Charities demand review of sickness benefit assessments

Charities today called for a review of the sickness benefit assessment procedure amid concerns that high numbers of sick and disabled people being inappropriately found fit for work.

A report by Citizens Advice said that among the 69% of people refused employment and support allowance, and therefore found fit to work, are seriously ill and disabled people in the advanced stages of Parkinson’s Disease, with multiple sclerosis or people with severe mental illness.

ESA replaced incapacity benefit for new claimants in October 2008 and is designed to boost employment levels by providing claimants with personalised employment support.

But the report said the work capability assessment, which underpins ESA, did not effectively measure people’s ability to work.  It found that Citizens Advice Bureaux staff  frequently heard reports of people having hurried medical tests that missed vital details and placed minimal emphasis on the impact of mental health issues on the ability to work.

The end result was that many who could not reasonably be expected to work were being found fit to work and forced to claim jobseeker’s allowance, which is worth £25 a week less than ESA and entails less support, driving them deeper into poverty.

Citizens Advice has been backed by 18 other charities in calling for an independent review of the WCA.

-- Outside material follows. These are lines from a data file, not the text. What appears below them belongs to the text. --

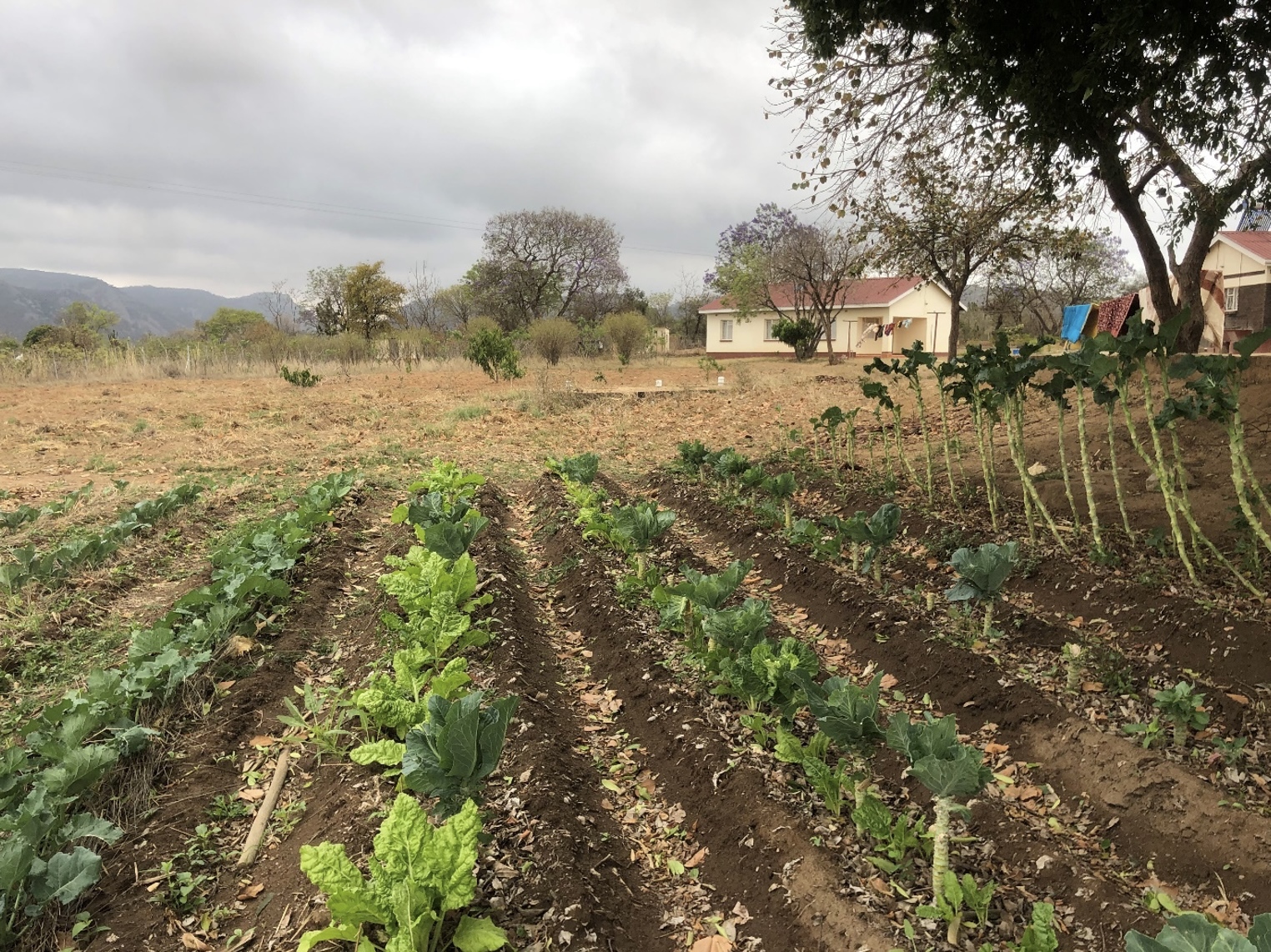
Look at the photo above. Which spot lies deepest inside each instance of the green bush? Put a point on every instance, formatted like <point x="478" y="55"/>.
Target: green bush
<point x="802" y="334"/>
<point x="553" y="338"/>
<point x="627" y="332"/>
<point x="495" y="353"/>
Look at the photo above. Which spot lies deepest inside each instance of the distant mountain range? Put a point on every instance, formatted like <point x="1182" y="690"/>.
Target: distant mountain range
<point x="31" y="298"/>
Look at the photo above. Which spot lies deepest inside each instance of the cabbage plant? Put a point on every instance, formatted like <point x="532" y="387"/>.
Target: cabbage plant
<point x="982" y="574"/>
<point x="950" y="769"/>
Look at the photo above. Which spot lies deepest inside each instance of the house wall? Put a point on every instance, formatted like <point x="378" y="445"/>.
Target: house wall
<point x="1249" y="276"/>
<point x="917" y="307"/>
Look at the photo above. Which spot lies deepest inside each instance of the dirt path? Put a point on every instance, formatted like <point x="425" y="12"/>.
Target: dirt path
<point x="1150" y="807"/>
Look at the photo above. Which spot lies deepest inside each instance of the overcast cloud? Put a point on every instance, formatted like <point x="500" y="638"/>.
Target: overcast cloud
<point x="649" y="113"/>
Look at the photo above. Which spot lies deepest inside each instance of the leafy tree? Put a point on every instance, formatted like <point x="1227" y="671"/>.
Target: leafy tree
<point x="1161" y="104"/>
<point x="325" y="308"/>
<point x="455" y="305"/>
<point x="628" y="332"/>
<point x="798" y="273"/>
<point x="1068" y="266"/>
<point x="373" y="300"/>
<point x="553" y="338"/>
<point x="229" y="323"/>
<point x="545" y="263"/>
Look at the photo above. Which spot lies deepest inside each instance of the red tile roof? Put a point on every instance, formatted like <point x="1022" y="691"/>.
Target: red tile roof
<point x="866" y="293"/>
<point x="1254" y="242"/>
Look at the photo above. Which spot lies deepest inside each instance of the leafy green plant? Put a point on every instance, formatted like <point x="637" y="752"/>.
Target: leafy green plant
<point x="1193" y="932"/>
<point x="419" y="874"/>
<point x="577" y="469"/>
<point x="422" y="576"/>
<point x="876" y="533"/>
<point x="782" y="487"/>
<point x="895" y="837"/>
<point x="982" y="574"/>
<point x="766" y="675"/>
<point x="299" y="378"/>
<point x="956" y="899"/>
<point x="681" y="605"/>
<point x="636" y="528"/>
<point x="948" y="769"/>
<point x="456" y="748"/>
<point x="848" y="714"/>
<point x="1040" y="933"/>
<point x="496" y="353"/>
<point x="1185" y="709"/>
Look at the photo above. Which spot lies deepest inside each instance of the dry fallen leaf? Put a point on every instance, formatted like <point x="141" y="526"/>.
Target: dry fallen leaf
<point x="712" y="944"/>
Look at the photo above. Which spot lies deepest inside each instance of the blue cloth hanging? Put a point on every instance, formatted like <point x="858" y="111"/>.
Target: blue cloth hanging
<point x="1074" y="320"/>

Among other recommendations, it called for an extension to the exemptions from WCA, which mean people can claim ESA without having to undergo an assessment, and for decision-makers to be allowed discretion to take account of exceptional circumstances.

The results of the WCA report should also be routinely sent to claimants, who should be given opportunity and time to correct inaccuracies, in order to prevent further problems – and costs – later in the claiming process.

Chief executive David Harker said seriously ill or disabled people were being let down by the “crude approach of the work capability assessment” and called on the government to address the issues.

He said: “A much more sophisticated approach is needed, that not only looks at a person’s ability to undertake a certain task on the day of the test, but considers supporting medical evidence and other aspects, such as the variability of a person’s condition and the external barriers they face in finding work.”